TANJUNG REDEB, HARIAN UTAMA- Bupati Berau, Sri Juniarsih Mas hadiri kegiatan Survei Akreditasi Rumah Sakit oleh Lembaga Kars di RSUD Abdul Rifai Kabupaten Berau.
Bupati didampingi langsung Dirut RSUD Abdul Rifai, Dr.Jusram saat mendengar penyampaian dari Tim akreditasi via Virtual dari Komisi Akreditasi Rumah Sakit (KARS) Kementrian Kesehatan (Kemenkes).
Bupati, Sri Juniarsih menuturkan, akreditasi ini merupakan syarat utama untuk memastikan mutu layanan dan keselamatan pasien dan sesuai dengan standar kelayakan yang ditetapkan oleh Kementerian Kesehatan.
“Setelah mengikuti akreditasi ini, kami sangat mengharapkan paripurnanya. baik itu dari kelengkapan-kelengkapan yang harus kami selesaikan maupun hal-hal lain.
Dikatakannya, dengan adanya akreditasi ini diharapkan pelayanan kepada masyarakat semakin meningkat.
Ia menerangkan bahwa, akreditasi ini berlaku untuk fasilitas kesehatan tingkat pertama hingga rumah sakit rujukan. Dan Pemprov Kaltim terus berkomitmen agar seluruh Rumah sakit memenuhi standar akreditasi RS.
“Untuk Penilaian dilakukan oleh Komisi Akreditasi Rumah Sakit (KARS) yakni dr.Noviana Indarti dan Ns.Ni Putu Sri Wahyuni,”sebutnya.
Lebih lanjut, berkaitan dengan salah satu program unggulan Bupati dan wakil bupati yakni penilaian akreditasi.
“Harapannya jika sudah mencapai paripurna bintang lima, nantinya akan lebih mudah menaikkan tipe dari RSUD tipe C ke tipe B,” bebernya.
Sementara itu, Direktur RSUD Abdul Rivai, dr.Jusram mengungkapkan, apabila akreditasi sebagai syarat wajib dalam mendapatkan pengakuan baik izin maupun penjaminan mutu pelayanan.

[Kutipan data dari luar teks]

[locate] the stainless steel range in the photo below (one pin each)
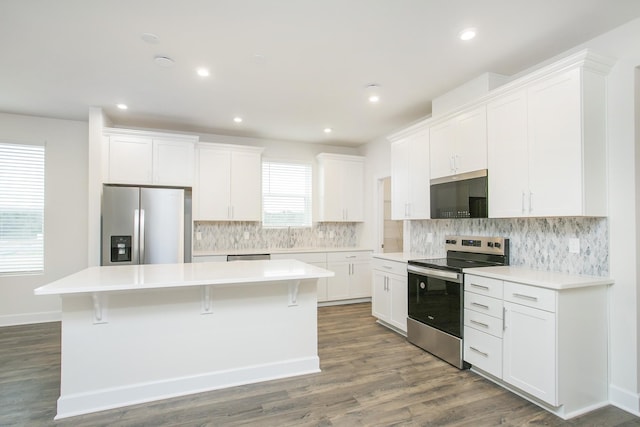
(436, 292)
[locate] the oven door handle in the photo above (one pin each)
(441, 274)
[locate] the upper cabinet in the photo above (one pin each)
(547, 147)
(341, 188)
(410, 176)
(148, 158)
(228, 185)
(459, 144)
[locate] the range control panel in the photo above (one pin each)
(485, 245)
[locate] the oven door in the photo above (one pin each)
(435, 298)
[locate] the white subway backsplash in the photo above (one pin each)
(540, 243)
(217, 236)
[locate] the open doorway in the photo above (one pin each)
(392, 233)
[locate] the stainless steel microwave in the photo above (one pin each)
(460, 196)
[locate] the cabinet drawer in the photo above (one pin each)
(393, 267)
(531, 296)
(483, 304)
(348, 256)
(483, 351)
(483, 285)
(483, 323)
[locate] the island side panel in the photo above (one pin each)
(157, 343)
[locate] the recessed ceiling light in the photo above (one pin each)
(467, 34)
(163, 61)
(150, 38)
(203, 72)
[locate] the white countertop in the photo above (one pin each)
(543, 279)
(130, 277)
(277, 251)
(404, 256)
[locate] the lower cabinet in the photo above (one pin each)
(389, 287)
(352, 278)
(550, 345)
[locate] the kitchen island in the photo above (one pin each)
(134, 334)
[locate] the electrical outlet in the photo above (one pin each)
(574, 246)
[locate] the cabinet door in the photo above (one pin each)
(173, 163)
(130, 160)
(529, 351)
(442, 149)
(331, 205)
(360, 279)
(507, 156)
(400, 182)
(381, 297)
(246, 186)
(353, 194)
(555, 146)
(471, 144)
(399, 301)
(213, 185)
(338, 285)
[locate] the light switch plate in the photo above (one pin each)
(574, 246)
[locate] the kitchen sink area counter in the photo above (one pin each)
(134, 334)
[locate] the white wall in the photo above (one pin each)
(65, 222)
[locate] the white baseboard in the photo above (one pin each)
(625, 400)
(82, 403)
(28, 318)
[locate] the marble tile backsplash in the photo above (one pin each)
(216, 236)
(541, 243)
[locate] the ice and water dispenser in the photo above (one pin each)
(120, 248)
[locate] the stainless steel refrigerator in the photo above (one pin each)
(145, 225)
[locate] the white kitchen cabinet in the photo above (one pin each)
(228, 183)
(319, 259)
(149, 158)
(546, 148)
(529, 351)
(549, 345)
(341, 188)
(410, 176)
(459, 145)
(352, 278)
(389, 301)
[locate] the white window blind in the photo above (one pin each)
(286, 194)
(21, 208)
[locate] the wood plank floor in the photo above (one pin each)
(370, 377)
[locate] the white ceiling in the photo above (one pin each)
(290, 68)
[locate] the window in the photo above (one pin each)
(286, 194)
(21, 208)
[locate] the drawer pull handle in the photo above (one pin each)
(476, 304)
(475, 322)
(480, 352)
(527, 297)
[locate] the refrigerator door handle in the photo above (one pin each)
(136, 234)
(142, 260)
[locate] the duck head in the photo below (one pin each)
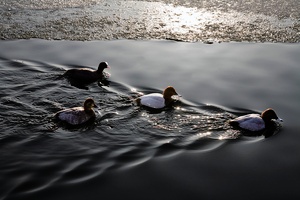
(102, 66)
(169, 92)
(89, 104)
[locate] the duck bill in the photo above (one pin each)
(279, 120)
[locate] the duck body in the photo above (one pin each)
(157, 100)
(77, 115)
(256, 122)
(251, 122)
(86, 76)
(153, 100)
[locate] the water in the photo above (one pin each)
(184, 152)
(205, 20)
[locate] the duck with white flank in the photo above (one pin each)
(78, 115)
(85, 76)
(157, 100)
(256, 122)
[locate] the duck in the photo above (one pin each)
(86, 76)
(256, 122)
(78, 115)
(157, 100)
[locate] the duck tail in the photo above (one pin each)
(138, 101)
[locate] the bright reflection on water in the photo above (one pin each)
(93, 20)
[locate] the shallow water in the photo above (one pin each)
(187, 151)
(204, 20)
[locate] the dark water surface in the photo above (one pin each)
(189, 20)
(185, 152)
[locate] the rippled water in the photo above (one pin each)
(131, 152)
(205, 20)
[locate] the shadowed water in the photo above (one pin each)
(42, 160)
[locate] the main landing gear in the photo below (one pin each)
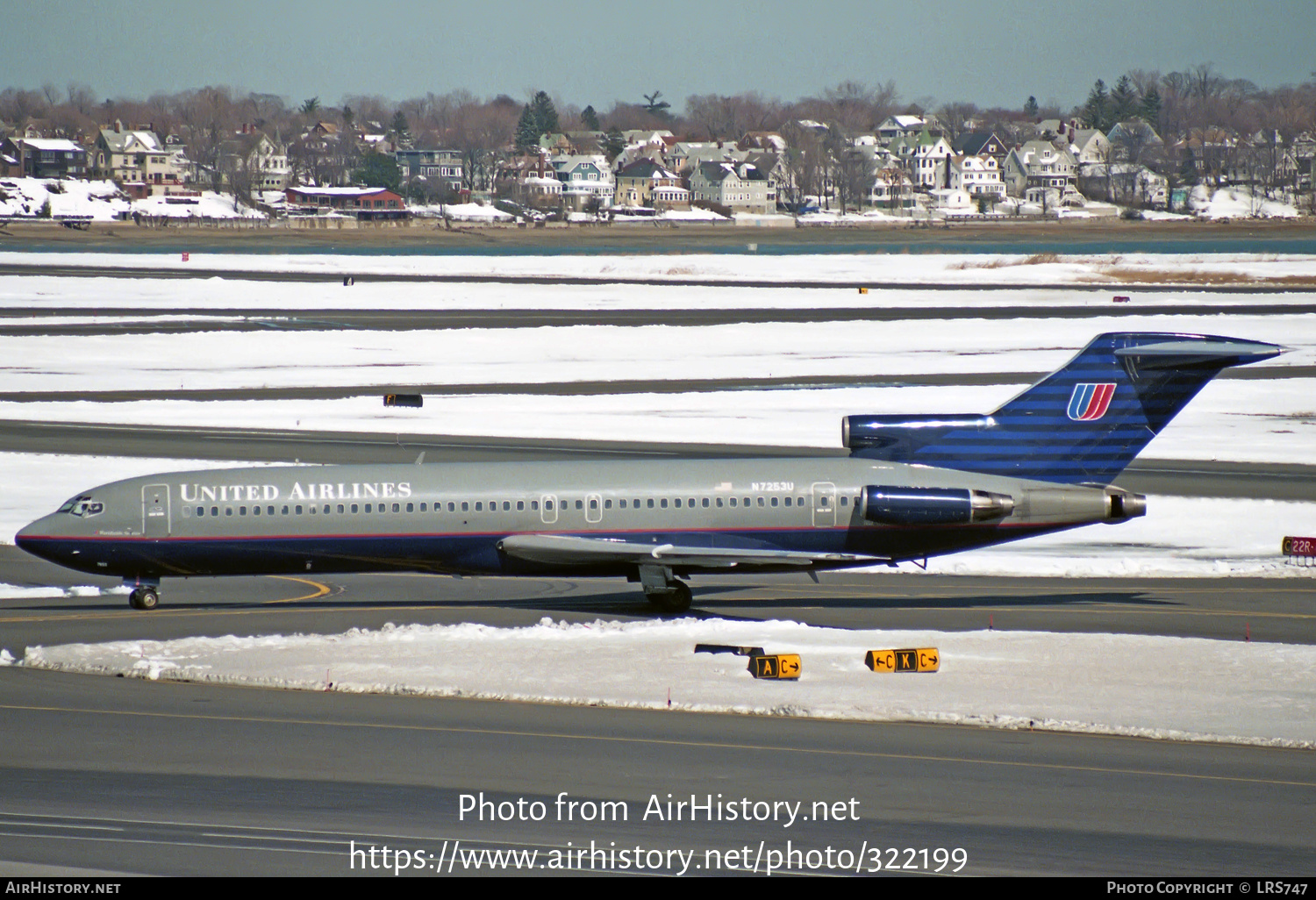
(663, 591)
(144, 595)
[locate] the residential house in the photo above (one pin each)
(1089, 145)
(587, 182)
(11, 161)
(740, 187)
(42, 158)
(649, 183)
(528, 179)
(978, 176)
(137, 161)
(897, 126)
(924, 155)
(362, 203)
(1040, 165)
(1208, 150)
(257, 161)
(1134, 141)
(981, 144)
(892, 189)
(574, 144)
(441, 170)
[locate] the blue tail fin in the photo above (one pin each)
(1079, 425)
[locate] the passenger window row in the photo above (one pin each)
(465, 505)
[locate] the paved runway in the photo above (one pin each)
(116, 774)
(137, 321)
(104, 774)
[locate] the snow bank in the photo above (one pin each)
(1097, 683)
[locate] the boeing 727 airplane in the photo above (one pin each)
(912, 487)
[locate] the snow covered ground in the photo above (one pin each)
(1098, 683)
(1237, 203)
(1178, 537)
(842, 270)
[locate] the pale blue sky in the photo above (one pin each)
(595, 53)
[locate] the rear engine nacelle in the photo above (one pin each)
(890, 504)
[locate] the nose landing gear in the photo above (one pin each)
(144, 595)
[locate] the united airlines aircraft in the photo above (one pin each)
(912, 487)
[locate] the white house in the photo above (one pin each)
(924, 155)
(1040, 165)
(586, 181)
(741, 186)
(979, 176)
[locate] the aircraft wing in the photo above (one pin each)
(570, 550)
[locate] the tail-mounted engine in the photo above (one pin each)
(890, 504)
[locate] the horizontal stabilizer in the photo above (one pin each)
(1079, 425)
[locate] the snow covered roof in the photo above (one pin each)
(340, 192)
(52, 144)
(121, 141)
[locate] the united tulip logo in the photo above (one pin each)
(1090, 402)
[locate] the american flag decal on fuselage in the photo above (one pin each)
(1090, 402)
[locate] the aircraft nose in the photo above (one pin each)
(26, 536)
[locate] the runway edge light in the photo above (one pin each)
(912, 660)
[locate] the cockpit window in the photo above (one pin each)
(83, 505)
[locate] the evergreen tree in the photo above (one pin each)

“Ya, tentunya dengan adanya penerapan standar dari Kemenkes, otomatis akan meningkatkan mutu pelayanan dari rumah sakit, serta menjadi penilaian terkait capaian mutu pelayanan yang diselenggarakan,” terangnya.
Melalui akreditasi ini ada beberapa hal yang perlu dikoreksi, agar mutu pelayanan RSUD Abdul Rivai bisa semakin baik.
“Jadi hal yang perlu kami koreksi adalah komunikasi yang efektif antara tenaga kesehatan dan masyarakat. Itu yang pertama harus kita follow up. Kemudian yang kedua tentang antrian pasien. Dimana memang kami ditekankan untuk membuat antrian online, untuk mengurai penumpukan pasien di depan pendaftaran,” Kata dia.
Diakui Jusram, kendala yang dihadapi saat ini ialah antrian online yang dimiliki RSUD Abdul Rivai saat ini belum bisa merger dengan yang dimiliki oleh BPJS itu sendiri.
Ia berharap antrian online sudah bisa berjalan agar tidak ada lagi penumpukan pasien di rumah sakit. Pasalnya, mereka bisa memonitor melalui hp masing-masing, jadi pasien sudah tahu jam berapa mereka harus ke rumah sakit.
“Pertama kami berharap kita bisa meningkatkan pelayanan dan mutu pelayanan. Karena memang dari beberapa poin masih ada yang belum dikoreksi, termasuk salah satunya adalah rawat jalan yang harus diperbaiki,” tandasnya.(*/Rizal/adv).